Il bombardamento del 25 ottobre 1944

A Rovere i momenti più drammatici si ebbero con l’avvicinarsi del fronte e dei conseguenti combattimenti. Infatti mercoledì 25 ottobre 1944 sei cacciabombardieri alleati bombardano la casa della dogana e mitragliarono “perché avevano saputo di una radio emittente tedesca nella casa di Mazzavillani”. Nell’occasione persero la vita Arturo Guardigli, di 31 anni, meccanico, il colono Ermenegildo Mazzavillani e Venerando Fanti, di 57 anni per un colpo di mitraglia mentre abbeverava le mucche. Dal diario di don Giuliani si apprende che i morti furono portati in chiesa per le esequie il mattino seguente prima del levar del sole.
Due giorni dopo la località fu posta sotto il tiro dei cannoni inglesi e questa situazione continuò per diversi giorni. Mercoledì 8 novembre le artiglierie alleate, che sparavano dal Sanatorio di Vecchiazzano, da Ladino e da Fiumana tennero costantemente sotto tiro la zona della chiesa di Rovere, della dogana e di villa Giulianini. Tre giorni dopo, sabato 11 novembre, sempre sotto il tiro continuato delle artiglierie, la chiesa venne centrata da proiettili nella ancona dell’altare di San Pietro e nella sacrestia. Poiché era già stato colpito l’appartamento del 2° piano il parroco don Giuliani e gli sfollati si rifugiarono nella vicina capanna.

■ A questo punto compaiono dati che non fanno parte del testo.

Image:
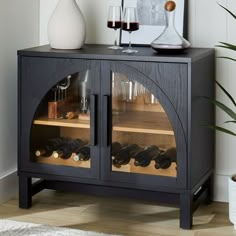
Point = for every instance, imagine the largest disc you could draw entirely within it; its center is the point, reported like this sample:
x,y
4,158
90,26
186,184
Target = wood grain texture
x,y
121,216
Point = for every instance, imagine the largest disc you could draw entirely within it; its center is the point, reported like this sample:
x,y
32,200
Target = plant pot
x,y
66,27
232,199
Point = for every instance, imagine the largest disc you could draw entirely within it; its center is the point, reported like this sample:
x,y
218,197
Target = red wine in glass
x,y
114,22
132,26
130,23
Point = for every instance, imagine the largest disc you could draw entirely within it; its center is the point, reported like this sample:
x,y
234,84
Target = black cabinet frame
x,y
179,82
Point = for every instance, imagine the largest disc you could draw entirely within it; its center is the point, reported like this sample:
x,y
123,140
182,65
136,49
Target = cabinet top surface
x,y
101,52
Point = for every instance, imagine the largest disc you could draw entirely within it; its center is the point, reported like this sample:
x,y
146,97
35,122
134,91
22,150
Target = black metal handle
x,y
93,121
107,119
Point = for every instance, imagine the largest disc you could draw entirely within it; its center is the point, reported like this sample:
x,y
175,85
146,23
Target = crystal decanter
x,y
170,40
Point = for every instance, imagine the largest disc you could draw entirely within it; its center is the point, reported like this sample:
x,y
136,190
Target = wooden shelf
x,y
74,123
136,122
143,122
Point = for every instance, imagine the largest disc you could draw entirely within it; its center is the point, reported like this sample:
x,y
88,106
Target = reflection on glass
x,y
143,140
60,133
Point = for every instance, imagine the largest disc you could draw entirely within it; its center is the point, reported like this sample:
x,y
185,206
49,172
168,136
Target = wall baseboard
x,y
8,186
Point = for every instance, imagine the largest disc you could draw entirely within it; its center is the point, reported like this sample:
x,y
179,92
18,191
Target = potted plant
x,y
232,114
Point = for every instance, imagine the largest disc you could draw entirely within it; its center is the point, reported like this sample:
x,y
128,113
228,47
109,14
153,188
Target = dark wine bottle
x,y
124,155
69,146
145,156
51,145
115,148
164,160
83,154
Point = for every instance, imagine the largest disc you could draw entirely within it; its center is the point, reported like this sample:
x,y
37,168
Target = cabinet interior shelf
x,y
137,122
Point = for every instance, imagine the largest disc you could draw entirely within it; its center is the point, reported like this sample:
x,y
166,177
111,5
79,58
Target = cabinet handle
x,y
94,125
107,120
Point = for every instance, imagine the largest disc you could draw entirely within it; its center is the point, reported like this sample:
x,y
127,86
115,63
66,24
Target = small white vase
x,y
66,27
232,201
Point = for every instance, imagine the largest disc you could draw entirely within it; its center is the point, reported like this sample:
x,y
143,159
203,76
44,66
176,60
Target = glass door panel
x,y
60,133
143,140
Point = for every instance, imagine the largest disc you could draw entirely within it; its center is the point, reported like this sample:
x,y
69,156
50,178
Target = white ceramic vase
x,y
66,27
232,201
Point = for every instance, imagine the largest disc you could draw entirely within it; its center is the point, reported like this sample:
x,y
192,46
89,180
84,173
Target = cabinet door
x,y
58,116
145,119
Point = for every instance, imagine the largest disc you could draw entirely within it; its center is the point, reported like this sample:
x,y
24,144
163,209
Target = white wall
x,y
208,24
19,28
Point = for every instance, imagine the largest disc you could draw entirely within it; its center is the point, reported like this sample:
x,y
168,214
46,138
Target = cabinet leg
x,y
186,211
25,195
209,185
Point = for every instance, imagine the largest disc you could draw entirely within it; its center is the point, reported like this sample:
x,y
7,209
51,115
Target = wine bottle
x,y
51,145
164,160
83,154
124,155
69,146
145,156
115,148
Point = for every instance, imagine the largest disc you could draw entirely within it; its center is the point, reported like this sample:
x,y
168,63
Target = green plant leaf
x,y
227,94
234,16
218,128
227,46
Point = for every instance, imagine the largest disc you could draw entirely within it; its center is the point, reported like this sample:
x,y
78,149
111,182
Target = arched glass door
x,y
143,140
60,133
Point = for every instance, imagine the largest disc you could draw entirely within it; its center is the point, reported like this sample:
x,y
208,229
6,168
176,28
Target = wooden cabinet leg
x,y
186,211
209,186
25,192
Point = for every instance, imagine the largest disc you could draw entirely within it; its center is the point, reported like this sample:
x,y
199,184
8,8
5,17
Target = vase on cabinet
x,y
232,199
66,27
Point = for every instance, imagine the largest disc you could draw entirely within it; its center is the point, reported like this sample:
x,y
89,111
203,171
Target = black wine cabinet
x,y
100,121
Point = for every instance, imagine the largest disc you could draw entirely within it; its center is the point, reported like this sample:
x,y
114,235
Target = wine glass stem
x,y
130,40
116,36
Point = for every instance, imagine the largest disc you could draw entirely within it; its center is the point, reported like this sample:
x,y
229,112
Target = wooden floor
x,y
117,216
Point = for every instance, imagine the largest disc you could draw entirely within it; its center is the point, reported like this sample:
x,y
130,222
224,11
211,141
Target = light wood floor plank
x,y
117,215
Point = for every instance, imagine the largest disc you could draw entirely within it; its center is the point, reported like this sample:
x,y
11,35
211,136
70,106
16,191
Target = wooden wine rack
x,y
64,162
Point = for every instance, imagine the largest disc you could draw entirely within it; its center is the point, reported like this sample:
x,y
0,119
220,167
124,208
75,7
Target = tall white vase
x,y
232,201
66,27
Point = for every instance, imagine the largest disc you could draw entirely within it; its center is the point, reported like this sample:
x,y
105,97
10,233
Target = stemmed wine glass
x,y
130,23
114,22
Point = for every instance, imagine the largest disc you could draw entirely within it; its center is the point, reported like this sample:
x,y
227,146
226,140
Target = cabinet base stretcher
x,y
187,200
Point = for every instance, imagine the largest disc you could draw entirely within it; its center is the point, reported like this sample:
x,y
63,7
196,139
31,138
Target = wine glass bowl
x,y
130,23
114,22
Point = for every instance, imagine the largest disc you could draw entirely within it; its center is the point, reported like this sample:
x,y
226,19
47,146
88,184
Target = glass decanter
x,y
170,40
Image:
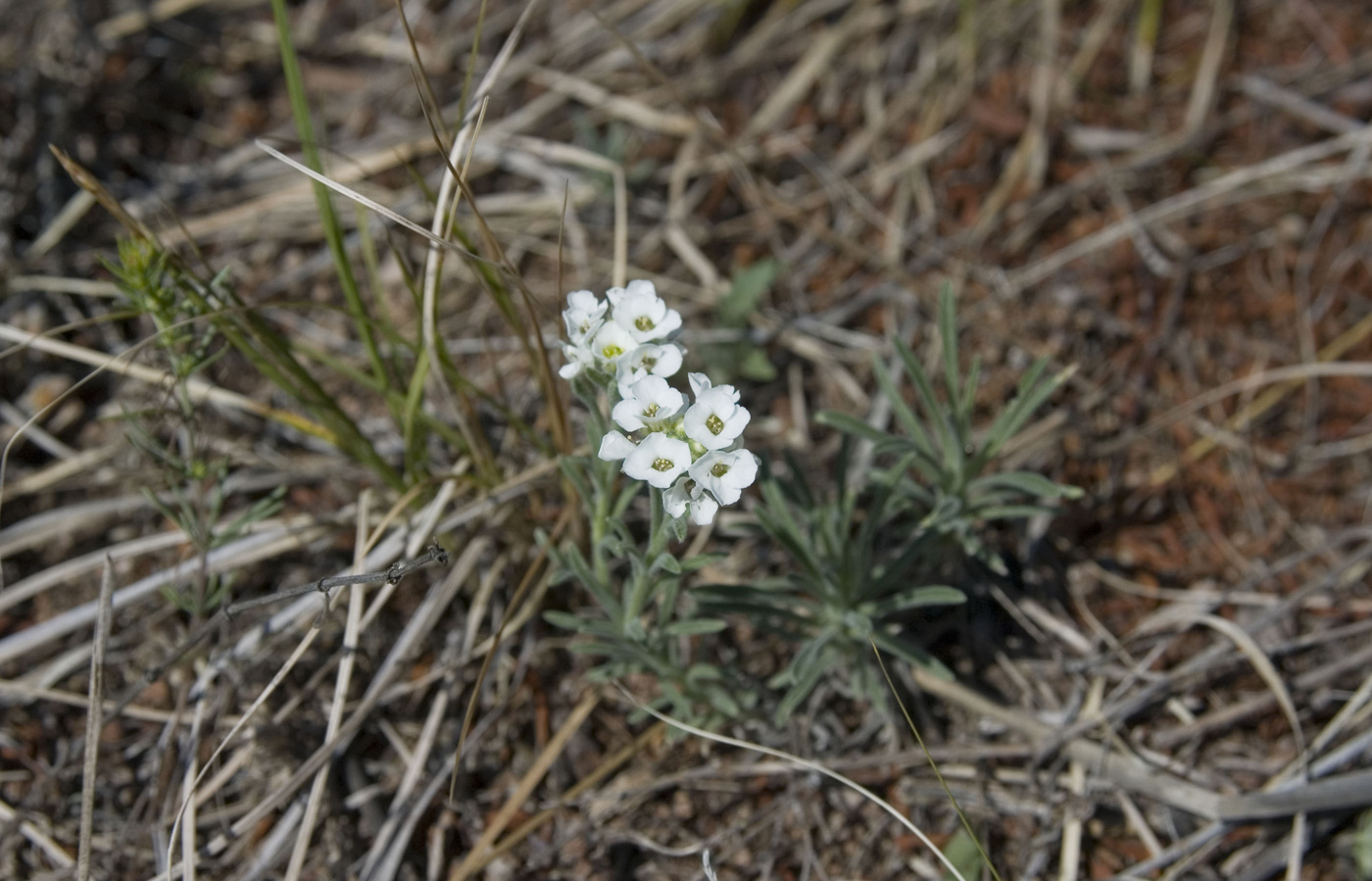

L’arrivo dei soldati alleati

Nelle ore successive furono colpite nuovamente la chiesa e la canonica. Inoltre sei caccia dell’aviazione alleata bombardarono le ville Giulianini e Talentoni e dalla dogana verso il canale fino a 30 metri dalla chiesa. Contemporaneamente mitragliarono da est ad ovest verso la chiesa e la canonica. Poco prima che arrivassero i primi inglesi, uno spezzone cadde vicino all’ingresso del rifugio ove si trovavano il parroco e gli sfollati.
L’arrivo della 46° Divisione britannica che liberò San Varano dai soldati tedeschi avvenne lunedì 13 novembre, quattro giorni dopo Forlì. Alle 8 i primi militari inglesi raggiunsero la canonica di Rovere. Si trattennero fino a sera, poi ripartirono in direzione di Petrignone e di Villagrappa.
Giuseppe Mengozzi scrive che Villa Rovere venne occupata dagli alleati dopo scontri avvenuti nelle case coloniche e nei campi, nei quali trovarono la morte un inglese, due polacchi e otto tedeschi.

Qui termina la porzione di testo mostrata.